The Basics of Virginia Child Support
Child support cases can be extremely stressful and emotional for the parties involved. Whether you are seeking to obtain a child support order, or want to have an already existing child support order raised or lowered, our experienced Virginia Child Support Lawyers can provide you with the tools you need to navigate the process.
The amount of child support a parent is required to pay is determined by entering the gross income of the parent and the number of children involved in the Virginia child support guidelines calculator.
It is presumed in Virginia that the number calculated by the guidelines is correct, unless the party disputing the amount provides evidence to the contrary. Virginia Code Section 20-108.2.

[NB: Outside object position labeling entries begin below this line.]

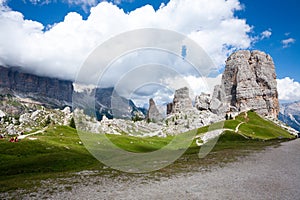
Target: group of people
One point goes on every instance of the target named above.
(14, 139)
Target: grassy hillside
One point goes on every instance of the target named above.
(59, 150)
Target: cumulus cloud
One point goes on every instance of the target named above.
(288, 89)
(266, 34)
(287, 42)
(60, 49)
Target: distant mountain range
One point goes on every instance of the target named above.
(290, 114)
(55, 93)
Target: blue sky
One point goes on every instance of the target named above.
(273, 23)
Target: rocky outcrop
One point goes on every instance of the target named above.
(28, 84)
(290, 114)
(153, 113)
(181, 101)
(202, 102)
(248, 82)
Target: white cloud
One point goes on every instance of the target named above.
(60, 50)
(288, 89)
(266, 34)
(287, 42)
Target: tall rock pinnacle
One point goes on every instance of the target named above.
(249, 82)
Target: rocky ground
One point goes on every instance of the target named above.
(269, 174)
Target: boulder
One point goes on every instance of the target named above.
(202, 102)
(181, 101)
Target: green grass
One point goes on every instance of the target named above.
(58, 150)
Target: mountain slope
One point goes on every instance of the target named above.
(290, 114)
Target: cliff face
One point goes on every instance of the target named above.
(153, 113)
(249, 82)
(41, 86)
(181, 101)
(290, 114)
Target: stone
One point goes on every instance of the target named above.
(169, 108)
(249, 83)
(202, 102)
(181, 101)
(18, 81)
(153, 113)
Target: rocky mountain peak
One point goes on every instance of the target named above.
(181, 101)
(51, 91)
(153, 113)
(249, 82)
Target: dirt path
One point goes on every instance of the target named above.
(30, 134)
(270, 174)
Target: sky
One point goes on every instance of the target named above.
(54, 37)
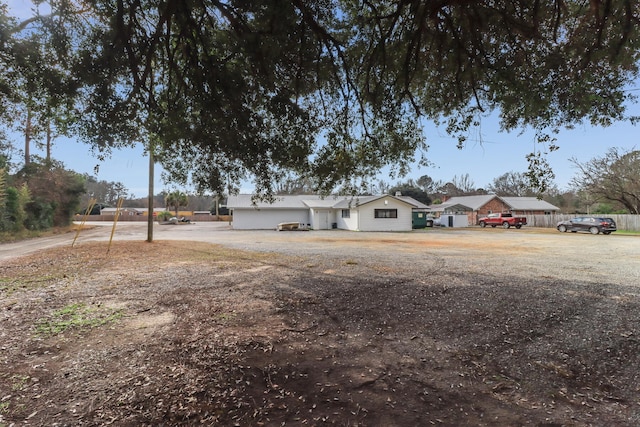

Virginia Courts will consider a number of factors in determining whether adjusting the number calculated by the guidelines is appropriate, including:
- The custody arrangement for the child - do you have sole custody, joint custody, how many over night visits do you have with your child?
- Necessary expenses paid by the custodial parent, such as healthcare, daycare, insurance, etc.
- Special needs of the child - does your child have any special medical or behavioral issues that require special consideration?
- Debts incurred during the marriage for the benefit of the child.
- The child's standard of living while the parents were married.
- Earning capacity of each parent.
Additionally, the court will also consider any factor deemed relevant to the case. This is the catchall the allows you to admit almost anything if you can show that it is relevant to the best interest of the child.
Some of the most commonly asked questions about Virginia Child Support include:
- How is child support determined?
The child support calculations take several factors into account, but the most important are the income of the parties, number of children, the number of days the parents spend with the children, the health insurance costs for the kids, and the expense of work-related childcare. In most cases, the Court will not require further information before determining an amount.
- What if I can't afford my child support because my bills are too high?
If you have already been ordered to pay a certain amount for child support, then you will have to return to court to have the amount changed. You should speak with a lawyer to determine whether you have grounds to seek such a reduction. Be wary of online child support calculators.
- When does the clock start for child support once my ex has filed a petition?
The clock starts for child support the day that you are served with the petition. Be careful-arrearages begin to accrue and can be quite high by the time you actually get a court date.
- What can I do if my ex is not being honest about income?
There are several tools at your disposal. You may take advantage of the subpoena power of the court. You can request that the Court authorize discovery (including requests for records and asking for responses to questions relevant to child support).
- How do I get the Court to deviate from the standard child support formula?
The Court will deviate from the formula only in certain cases. The guidelines are presumptive, meaning that the Court assumes that they are correct. You must rebut that presumption. Consult with an attorney to determine whether you will be able to get an alternative child support amount.
Modifying an Existing Child Support Order in Virginia
Before the Court will even entertain modifying an existing child support award you must first be able to prove that there has been a material change in circumstances since the last support order was issued.
Some of the most common examples of situations that have been found by Virginia Courts to constitute a material change in circumstances include:
- Loss of a job,
- A change in income,
- A change in costs incurred for child care, or
- A substantial change in the custodial arrangement.
It is also important for parties to understand that even if both parents agree between themselves on a modification in support, that such change is not legally effective unless it is approved by the appropriate Virginia Court.